C’est à Yoshiwara (吉原), pendant la période d’Edo, que tout se passe. Dans ce quartier consacré aux divertissements, des vitrines de prostituées se succèdent, exposées aux fantasmes des passants. Quelques sous en poche suffisent pour s’offrir les services de ces dernières : de très jeunes filles encagées, dont le sort est, en réalité, tristement compté. En effet, au-delà des nombreuses maladies qui les guettent et de leur grande fatigue, la misère de leur profession les soumet à une malnutrition entrecoupée de périodes de privations redoutables. Les recherches de l’historien Yuriko Yokoyama ont permis de faire resurgir une édifiante archive à ce sujet : un journal intime dans lequel l’une de ces filles répertorie sa maigre diète quotidienne. Retour sur cette découverte étonnante.

De l’extrême codification d’Edo à la désinhibition des kuruwa (曲輪).

L’ère d’Edo, située entre 1603 à 1868, reste parfois dépeinte comme une parenthèse, certes abondamment réglementée et hiérarchisée, mais tout de même prospère et prolifique. L’art national ayant été fortement privilégié par un Japon en repli sur lui-même, nombre de représentations qui nous sont parvenues cultivent une vision magnifiée d’Edo. Y régnait, pourtant, une grande misère.

La porte principale du quartier de Yoshiwara, par Torii Kiyotada (estampe) @ChicagoMuseum

Si, de toute évidence, aucune culture n’échappe à l’idéalisation de son histoire, chacune réécrit son passé à l’aune de conjonctures singulières – et instructives. En l’occurrence, l’anoblissement spécifique d’Edo s’explique, pour sa part, assez facilement : il s’avère que la période est née à l’issue de longs siècles de guerres féodales et s’est éteinte à l’aube d’une brutale industrialisation expansionniste qui a précipité l’archipel au cœur de graves conflits mondiaux. Aussi, entendu comme le seul moment de répit avant les atrocités de la Seconde Guerre Mondiale, Edo ne pouvait-il qu’incarner une intervalle de grandeur et de paix dans le passé nippon. Un patrimoine romancé pour amortir les présents difficiles et l’avenir incertain, n’est-ce pas ce dont chaque pays se pare ? Bien sûr, l’ère d’Edo a charrié une dimension prestigieuse. Mais, dans les faits, il n’en reste pas moins que cet entre-temps conserve un lot conséquent de désastres et de vies bafouées. Une réalité peu négligeable.

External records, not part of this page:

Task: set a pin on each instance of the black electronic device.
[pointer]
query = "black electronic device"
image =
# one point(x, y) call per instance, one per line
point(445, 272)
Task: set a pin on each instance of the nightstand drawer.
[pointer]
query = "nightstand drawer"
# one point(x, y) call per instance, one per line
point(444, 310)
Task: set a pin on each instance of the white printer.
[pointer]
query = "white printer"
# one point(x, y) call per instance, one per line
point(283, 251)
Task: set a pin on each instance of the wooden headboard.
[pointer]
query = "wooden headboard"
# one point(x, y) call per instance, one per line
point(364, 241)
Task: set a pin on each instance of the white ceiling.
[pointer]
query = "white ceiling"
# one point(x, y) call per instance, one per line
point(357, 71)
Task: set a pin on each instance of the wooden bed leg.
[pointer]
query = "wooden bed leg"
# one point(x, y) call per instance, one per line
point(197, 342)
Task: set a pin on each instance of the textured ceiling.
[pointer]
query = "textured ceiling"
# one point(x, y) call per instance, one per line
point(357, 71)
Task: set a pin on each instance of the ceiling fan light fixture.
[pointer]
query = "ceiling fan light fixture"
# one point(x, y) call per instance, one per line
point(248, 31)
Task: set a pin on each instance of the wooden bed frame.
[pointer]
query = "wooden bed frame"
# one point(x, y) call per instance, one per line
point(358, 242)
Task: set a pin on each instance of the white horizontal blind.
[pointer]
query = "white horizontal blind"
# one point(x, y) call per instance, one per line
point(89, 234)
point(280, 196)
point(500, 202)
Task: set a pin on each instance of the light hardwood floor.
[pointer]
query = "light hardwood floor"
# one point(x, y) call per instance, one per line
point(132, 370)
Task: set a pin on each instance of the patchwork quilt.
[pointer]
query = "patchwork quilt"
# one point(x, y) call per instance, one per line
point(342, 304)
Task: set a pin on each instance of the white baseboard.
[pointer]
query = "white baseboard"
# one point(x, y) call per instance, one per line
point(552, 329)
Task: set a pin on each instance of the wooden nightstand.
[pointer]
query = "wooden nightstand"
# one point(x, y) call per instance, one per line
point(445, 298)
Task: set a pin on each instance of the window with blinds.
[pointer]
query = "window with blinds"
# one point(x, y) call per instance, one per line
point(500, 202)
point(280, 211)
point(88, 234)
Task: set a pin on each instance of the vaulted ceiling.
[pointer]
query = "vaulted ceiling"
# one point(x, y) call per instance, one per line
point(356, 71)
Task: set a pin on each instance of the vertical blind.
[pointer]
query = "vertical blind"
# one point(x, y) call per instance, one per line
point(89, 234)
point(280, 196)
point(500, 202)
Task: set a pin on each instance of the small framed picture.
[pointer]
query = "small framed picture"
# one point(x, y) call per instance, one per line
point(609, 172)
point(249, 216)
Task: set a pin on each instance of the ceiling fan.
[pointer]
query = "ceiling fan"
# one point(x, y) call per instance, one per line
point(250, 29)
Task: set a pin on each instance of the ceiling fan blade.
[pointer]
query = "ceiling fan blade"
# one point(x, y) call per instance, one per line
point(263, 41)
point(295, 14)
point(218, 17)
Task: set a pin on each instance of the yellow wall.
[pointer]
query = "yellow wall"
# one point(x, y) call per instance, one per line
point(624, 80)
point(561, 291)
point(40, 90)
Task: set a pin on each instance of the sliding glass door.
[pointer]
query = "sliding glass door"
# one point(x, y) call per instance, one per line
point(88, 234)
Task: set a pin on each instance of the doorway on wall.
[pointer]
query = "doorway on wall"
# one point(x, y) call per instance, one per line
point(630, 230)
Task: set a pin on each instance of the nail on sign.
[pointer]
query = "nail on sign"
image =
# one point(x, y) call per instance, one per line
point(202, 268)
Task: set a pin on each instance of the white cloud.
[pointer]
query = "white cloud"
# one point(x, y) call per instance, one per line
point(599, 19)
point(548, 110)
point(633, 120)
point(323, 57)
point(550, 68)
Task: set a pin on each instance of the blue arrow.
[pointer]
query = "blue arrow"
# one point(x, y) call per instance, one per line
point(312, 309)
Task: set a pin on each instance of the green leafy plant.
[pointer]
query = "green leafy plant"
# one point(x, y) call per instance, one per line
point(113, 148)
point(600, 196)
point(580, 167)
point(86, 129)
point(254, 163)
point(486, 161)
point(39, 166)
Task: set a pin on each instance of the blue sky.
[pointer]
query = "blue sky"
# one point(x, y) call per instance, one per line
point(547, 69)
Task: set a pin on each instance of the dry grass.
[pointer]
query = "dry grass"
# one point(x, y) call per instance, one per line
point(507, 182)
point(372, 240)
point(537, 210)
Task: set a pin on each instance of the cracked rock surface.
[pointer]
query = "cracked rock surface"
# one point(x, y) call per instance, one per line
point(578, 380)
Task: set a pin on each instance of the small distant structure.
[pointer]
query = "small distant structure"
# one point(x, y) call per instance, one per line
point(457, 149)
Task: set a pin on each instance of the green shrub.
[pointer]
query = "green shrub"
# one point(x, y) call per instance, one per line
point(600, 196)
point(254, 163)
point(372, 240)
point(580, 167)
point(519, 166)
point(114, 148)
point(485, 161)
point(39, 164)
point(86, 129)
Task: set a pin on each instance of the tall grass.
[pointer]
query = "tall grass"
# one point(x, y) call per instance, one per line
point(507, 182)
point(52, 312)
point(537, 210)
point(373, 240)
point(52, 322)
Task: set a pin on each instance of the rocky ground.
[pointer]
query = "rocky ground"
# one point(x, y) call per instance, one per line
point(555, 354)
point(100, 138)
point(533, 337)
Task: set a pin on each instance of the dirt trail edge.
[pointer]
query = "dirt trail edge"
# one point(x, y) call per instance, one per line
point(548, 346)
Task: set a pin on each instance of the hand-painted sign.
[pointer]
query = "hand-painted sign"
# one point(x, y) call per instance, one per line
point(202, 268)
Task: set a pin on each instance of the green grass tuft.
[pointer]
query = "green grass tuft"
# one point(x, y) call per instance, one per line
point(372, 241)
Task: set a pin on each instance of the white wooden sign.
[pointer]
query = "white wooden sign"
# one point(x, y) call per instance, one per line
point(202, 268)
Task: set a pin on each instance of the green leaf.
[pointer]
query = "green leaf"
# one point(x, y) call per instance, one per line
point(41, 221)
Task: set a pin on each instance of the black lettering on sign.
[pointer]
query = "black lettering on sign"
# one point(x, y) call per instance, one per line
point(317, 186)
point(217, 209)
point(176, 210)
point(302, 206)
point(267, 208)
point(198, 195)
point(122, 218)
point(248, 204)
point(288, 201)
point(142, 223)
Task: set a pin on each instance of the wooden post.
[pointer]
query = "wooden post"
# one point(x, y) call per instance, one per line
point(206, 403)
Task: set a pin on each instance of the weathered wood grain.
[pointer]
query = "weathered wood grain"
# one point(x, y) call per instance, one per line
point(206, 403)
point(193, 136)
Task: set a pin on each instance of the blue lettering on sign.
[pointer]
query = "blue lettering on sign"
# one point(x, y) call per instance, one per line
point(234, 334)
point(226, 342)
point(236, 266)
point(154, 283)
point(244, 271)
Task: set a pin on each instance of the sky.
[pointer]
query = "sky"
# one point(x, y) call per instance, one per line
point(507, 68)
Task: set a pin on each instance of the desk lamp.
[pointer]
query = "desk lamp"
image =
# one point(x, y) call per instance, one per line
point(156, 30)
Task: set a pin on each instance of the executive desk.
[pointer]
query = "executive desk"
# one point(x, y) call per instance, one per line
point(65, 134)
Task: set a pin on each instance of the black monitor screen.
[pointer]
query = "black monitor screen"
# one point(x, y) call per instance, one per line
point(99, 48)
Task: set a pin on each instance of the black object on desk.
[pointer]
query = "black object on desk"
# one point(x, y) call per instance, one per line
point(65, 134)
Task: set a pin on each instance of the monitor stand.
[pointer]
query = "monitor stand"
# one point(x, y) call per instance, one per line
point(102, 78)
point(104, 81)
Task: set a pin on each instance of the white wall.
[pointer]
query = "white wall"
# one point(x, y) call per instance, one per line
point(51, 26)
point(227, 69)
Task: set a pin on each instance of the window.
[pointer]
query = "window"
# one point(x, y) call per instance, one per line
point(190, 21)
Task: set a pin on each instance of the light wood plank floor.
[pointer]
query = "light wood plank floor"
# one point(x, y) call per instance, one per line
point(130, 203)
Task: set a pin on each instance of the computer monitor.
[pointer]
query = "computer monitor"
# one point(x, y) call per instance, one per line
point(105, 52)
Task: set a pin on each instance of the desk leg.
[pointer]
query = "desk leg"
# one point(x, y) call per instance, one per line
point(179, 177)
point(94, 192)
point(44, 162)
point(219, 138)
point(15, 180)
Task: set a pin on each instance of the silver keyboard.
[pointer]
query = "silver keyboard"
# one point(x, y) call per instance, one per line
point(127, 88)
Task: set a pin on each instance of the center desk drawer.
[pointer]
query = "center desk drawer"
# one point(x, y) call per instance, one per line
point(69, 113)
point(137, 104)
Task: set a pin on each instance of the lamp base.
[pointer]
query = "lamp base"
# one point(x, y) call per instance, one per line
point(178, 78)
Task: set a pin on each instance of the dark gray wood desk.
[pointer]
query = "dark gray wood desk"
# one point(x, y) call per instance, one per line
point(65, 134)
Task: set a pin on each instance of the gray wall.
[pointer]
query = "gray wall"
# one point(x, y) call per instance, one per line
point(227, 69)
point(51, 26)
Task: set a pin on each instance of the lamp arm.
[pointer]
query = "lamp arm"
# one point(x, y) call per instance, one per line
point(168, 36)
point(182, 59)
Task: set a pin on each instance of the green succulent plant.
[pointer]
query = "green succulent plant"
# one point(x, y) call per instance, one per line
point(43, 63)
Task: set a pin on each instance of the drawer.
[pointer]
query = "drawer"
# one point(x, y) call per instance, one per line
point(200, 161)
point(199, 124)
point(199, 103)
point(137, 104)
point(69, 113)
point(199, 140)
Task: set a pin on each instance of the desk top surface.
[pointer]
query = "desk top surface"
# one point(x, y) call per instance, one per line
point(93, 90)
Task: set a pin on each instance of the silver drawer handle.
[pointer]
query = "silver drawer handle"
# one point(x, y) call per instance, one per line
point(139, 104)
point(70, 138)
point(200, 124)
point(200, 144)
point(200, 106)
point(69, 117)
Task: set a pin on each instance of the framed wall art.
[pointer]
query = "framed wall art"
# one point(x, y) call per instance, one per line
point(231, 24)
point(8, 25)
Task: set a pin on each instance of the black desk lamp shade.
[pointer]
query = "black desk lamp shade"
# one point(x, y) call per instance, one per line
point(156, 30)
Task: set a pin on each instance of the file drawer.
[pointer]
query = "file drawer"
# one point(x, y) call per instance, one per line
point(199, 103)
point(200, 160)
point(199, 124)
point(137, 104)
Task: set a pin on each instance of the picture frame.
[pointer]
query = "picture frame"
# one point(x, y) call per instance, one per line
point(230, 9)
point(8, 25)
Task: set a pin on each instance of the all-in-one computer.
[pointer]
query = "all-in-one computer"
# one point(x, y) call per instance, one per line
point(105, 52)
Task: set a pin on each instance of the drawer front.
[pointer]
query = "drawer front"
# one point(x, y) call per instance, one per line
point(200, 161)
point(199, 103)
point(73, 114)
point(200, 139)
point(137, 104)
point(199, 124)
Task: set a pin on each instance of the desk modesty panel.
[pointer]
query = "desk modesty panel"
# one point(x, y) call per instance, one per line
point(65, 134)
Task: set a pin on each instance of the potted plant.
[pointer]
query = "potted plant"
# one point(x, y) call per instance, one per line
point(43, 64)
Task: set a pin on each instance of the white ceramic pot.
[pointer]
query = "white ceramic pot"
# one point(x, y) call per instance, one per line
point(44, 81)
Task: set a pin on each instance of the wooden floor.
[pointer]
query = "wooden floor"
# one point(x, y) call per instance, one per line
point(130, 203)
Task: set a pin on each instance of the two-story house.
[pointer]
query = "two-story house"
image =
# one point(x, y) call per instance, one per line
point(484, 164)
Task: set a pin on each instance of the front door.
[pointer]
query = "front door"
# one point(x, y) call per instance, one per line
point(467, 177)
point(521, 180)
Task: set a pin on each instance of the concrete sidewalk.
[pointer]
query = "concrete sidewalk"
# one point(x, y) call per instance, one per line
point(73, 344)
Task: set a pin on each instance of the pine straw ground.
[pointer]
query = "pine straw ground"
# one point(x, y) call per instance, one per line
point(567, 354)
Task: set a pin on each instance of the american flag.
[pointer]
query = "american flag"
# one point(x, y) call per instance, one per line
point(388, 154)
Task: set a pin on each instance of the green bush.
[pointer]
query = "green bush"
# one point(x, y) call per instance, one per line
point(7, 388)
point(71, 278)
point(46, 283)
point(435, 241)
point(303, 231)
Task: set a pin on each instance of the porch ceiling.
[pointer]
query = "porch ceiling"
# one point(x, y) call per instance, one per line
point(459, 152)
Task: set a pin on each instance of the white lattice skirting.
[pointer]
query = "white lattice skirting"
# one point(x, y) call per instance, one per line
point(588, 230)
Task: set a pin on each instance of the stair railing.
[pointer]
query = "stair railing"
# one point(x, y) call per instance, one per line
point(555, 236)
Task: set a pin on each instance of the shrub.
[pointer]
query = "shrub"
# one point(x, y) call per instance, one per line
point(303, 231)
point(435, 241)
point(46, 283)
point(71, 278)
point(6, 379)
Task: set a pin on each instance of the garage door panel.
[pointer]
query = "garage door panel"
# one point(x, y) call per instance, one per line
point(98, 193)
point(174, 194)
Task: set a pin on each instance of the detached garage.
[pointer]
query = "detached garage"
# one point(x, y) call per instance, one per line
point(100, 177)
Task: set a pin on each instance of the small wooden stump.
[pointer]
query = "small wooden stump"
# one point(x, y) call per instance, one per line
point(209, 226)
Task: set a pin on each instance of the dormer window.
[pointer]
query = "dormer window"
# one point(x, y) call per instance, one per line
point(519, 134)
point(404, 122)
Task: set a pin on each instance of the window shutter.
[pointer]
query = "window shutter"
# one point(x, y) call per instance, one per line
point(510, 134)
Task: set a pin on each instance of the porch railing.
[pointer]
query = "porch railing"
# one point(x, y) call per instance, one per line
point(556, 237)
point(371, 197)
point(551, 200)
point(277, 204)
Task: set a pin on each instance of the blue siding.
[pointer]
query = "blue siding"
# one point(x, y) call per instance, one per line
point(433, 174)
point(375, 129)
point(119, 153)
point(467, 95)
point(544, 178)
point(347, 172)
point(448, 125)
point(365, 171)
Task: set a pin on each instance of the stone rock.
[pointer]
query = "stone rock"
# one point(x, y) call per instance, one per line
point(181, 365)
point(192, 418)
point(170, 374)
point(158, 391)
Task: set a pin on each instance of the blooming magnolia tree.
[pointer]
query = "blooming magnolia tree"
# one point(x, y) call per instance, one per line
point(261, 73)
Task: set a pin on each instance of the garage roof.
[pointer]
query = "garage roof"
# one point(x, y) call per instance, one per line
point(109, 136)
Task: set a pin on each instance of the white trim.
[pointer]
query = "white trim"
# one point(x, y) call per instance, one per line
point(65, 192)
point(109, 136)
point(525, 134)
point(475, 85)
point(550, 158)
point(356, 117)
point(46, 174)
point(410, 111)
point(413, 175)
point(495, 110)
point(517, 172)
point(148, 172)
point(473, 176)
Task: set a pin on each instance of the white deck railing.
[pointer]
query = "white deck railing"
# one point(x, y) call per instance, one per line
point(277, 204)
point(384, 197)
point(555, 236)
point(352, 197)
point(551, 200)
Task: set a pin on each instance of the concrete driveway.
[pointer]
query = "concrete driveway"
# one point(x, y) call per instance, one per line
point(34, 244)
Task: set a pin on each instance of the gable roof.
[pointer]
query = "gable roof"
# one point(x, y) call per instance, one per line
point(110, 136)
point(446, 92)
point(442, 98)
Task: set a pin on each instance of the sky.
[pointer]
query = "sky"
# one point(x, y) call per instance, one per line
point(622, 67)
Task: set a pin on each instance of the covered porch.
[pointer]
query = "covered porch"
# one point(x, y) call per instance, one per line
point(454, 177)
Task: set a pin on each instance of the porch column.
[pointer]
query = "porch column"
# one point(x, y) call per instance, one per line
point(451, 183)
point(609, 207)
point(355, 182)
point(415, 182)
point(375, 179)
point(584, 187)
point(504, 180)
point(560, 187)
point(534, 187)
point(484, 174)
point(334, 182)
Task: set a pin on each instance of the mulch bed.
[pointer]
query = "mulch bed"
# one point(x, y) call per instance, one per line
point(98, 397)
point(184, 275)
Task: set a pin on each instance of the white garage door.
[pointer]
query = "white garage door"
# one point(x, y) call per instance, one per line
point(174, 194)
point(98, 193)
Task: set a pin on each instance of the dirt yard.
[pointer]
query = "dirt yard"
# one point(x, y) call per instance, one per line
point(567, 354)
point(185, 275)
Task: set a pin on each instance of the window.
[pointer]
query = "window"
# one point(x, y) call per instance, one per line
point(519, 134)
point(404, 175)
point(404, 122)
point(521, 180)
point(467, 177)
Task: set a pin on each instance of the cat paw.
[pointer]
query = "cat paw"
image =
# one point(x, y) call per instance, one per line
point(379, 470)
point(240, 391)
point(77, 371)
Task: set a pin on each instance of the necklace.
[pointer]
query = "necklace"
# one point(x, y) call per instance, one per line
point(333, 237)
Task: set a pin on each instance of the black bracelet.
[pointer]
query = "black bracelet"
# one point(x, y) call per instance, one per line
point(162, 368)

Yoshiwara, le quartier des plaisirs, par Hishikawa Moronobu (estampe) @MuséeNationaldeTokyo

Où pouvait-on croiser cette réalité ? Les kuruwa, quartiers délimités par des remparts, abritent alors une large part de ces infortunés. Encadrées et surveillées, ces villes dans la ville sourient à qui détient un peu d’argent à dépenser. Elles offrent ainsi, avec l’accord des autorités, une société parallèle débridée, où la rigide classification sociale s’atténue au profit d’atouts financiers anonymisant. Artistes, courtisanes, roturiers ou samouraïs s’y côtoient ainsi fréquemment. Toutefois, ces enceintes restent surtout populaires pour leurs vastes réseaux de prostitution. Les plus importants d’entre eux sont nichés dans les centres d’un trio de villes bien connu : Edo (actuel Tokyo) voit ainsi naître Yoshiwara dit « la plaine des roseaux », à Kyoto émerge le quartier de Shimabara (« l’îlot aux roses ») et Osaka accueille Shinmachi (« la nouvelle ville »). Dans ces repaires de libertinages monnayés, c’est donc tout un monde qui fourmille, préservé des codes et des regards. Un arrangement qui ne profite pas à tous…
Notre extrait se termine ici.